What about the strength of the German economy (and a few others) relative to the rest of the euro zone, as illustrated by Figure 2? As I discussed in an earlier post, Germany has benefited from having a currency, the euro, with an international value that is significantly weaker than a hypothetical German-only currency would be. Germany's membership in the euro area has thus proved a major boost to German exports, relative to what they would be with an independent currency.

Nobody is suggesting that the well-known efficiency and quality of German production are anything other than good things, or that German firms should not strive to compete in export markets. What is a problem, however, is that Germany has effectively chosen to rely on foreign rather than domestic demand to ensure full employment at home, as shown in its extraordinarily large and persistent trade surplus, currently almost 7.5 percent of the country's GDP. [my emphasis]
Commenting on the first paragraph just quoted from Bernanke, Krugman asks:

Does all this sound sort of ... familiar? Kind of like what other bearded Anglo-Saxon economists have been saying? As I’ve tried to point out for a long time, in this policy debate the supposedly radical types are the ones doing standard, more or less textbook economics, while the respectable voices have subscribed to fantasies ungrounded in either history or theory.

You might think that having one of history’s most celebrated central bankers weigh in on the anti-austerity side of the issue would change perceptions about what’s serious as opposed to Serious. But don’t bet on it.
I quote that here because the idea of Grexit as an alternative to crackpot austerian economic policies isn't radical or kooky. Whether it's desirable or not is a difficult call that Tsipras in the past week made according to his consistent policy and positions.

But at this point, it's clear that any successful resistance in the immediate future against Germany's draconian austerian policies for the eurozone periphery will have to be willing to risk going back to their own currency. Tsipras tried bluffing. Merkel and Schäuble called his bluff.

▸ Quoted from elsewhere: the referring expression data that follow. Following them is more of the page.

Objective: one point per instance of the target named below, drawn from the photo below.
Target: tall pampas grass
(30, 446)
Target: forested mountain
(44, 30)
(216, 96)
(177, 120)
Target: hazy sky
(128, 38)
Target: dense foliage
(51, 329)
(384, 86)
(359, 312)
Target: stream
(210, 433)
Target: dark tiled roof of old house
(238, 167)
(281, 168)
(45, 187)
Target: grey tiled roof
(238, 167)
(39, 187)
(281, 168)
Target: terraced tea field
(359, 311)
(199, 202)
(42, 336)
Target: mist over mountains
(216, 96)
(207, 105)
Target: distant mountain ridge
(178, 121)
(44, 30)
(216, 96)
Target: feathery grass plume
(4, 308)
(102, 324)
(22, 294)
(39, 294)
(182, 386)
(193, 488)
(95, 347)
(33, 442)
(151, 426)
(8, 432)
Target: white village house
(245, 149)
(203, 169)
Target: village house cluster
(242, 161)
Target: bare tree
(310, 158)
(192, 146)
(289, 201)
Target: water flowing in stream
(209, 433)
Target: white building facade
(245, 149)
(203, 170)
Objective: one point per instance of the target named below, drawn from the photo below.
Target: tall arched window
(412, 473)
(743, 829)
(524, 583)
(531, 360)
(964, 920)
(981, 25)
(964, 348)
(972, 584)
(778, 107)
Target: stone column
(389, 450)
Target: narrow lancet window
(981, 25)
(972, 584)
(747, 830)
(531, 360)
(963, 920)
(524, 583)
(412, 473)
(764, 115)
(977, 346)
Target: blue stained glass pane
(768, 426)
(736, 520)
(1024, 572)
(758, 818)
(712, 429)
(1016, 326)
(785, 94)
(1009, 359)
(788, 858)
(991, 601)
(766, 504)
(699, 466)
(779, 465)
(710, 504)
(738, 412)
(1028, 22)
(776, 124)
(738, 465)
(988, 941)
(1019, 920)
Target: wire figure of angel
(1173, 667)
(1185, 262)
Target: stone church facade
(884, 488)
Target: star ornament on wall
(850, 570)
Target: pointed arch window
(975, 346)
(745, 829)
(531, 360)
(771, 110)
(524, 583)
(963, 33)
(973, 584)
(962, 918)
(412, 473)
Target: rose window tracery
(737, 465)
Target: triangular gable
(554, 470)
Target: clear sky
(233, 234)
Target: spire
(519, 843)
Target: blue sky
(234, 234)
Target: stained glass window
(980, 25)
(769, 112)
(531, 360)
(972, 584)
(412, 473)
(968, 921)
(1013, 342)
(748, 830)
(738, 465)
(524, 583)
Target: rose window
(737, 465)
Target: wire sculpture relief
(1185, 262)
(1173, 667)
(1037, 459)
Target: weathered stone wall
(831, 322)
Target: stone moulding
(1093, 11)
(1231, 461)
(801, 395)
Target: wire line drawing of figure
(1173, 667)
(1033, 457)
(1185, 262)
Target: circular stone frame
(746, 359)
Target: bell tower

The next country that tries it has to be willing to take the real risk of leaving. And prepare for it. Only then can they assume they will have even the possibility of getting other eurozone countries like France or Italy to pressure Germany for a reasonable, non-austerian solution within the eurozone.

And speaking of France and Italy, I'm taking a show-me attitude toward the supposed opposition they are said to be showing against Merkel.

Kim Willsher and Philip Oltermann report in A 'marriage' in crisis: Greek bailout row puts strain on Franco-German alliance Guardian 07/17/2015:

Disagreements over how to handle the Greek debt crisis have led to a major falling out between Paris and Berlin, the “couple” at the heart of the European project. ...

To the north, Germans are grumbling that they were stitched up to avoid Greece leaving the eurozone at all costs. To the south, a hard-hitting missive by the leader of the governing French Socialist party accused Berlin of forgetting the “atrocious crimes” committed in its name.

“Germany must pull itself together, and quickly,” Jean-Christophe Cambadélis wrote in an open letter addressed to “mein lieber Freund” – my dear friend.

In Berlin, officials accused Paris of operating behind other member states’ backs and deliberately playing a game of chicken with the German delegation to force through a deal.
Yeah, get back to me when there's more than superficial diplomatic kabuki to talk about.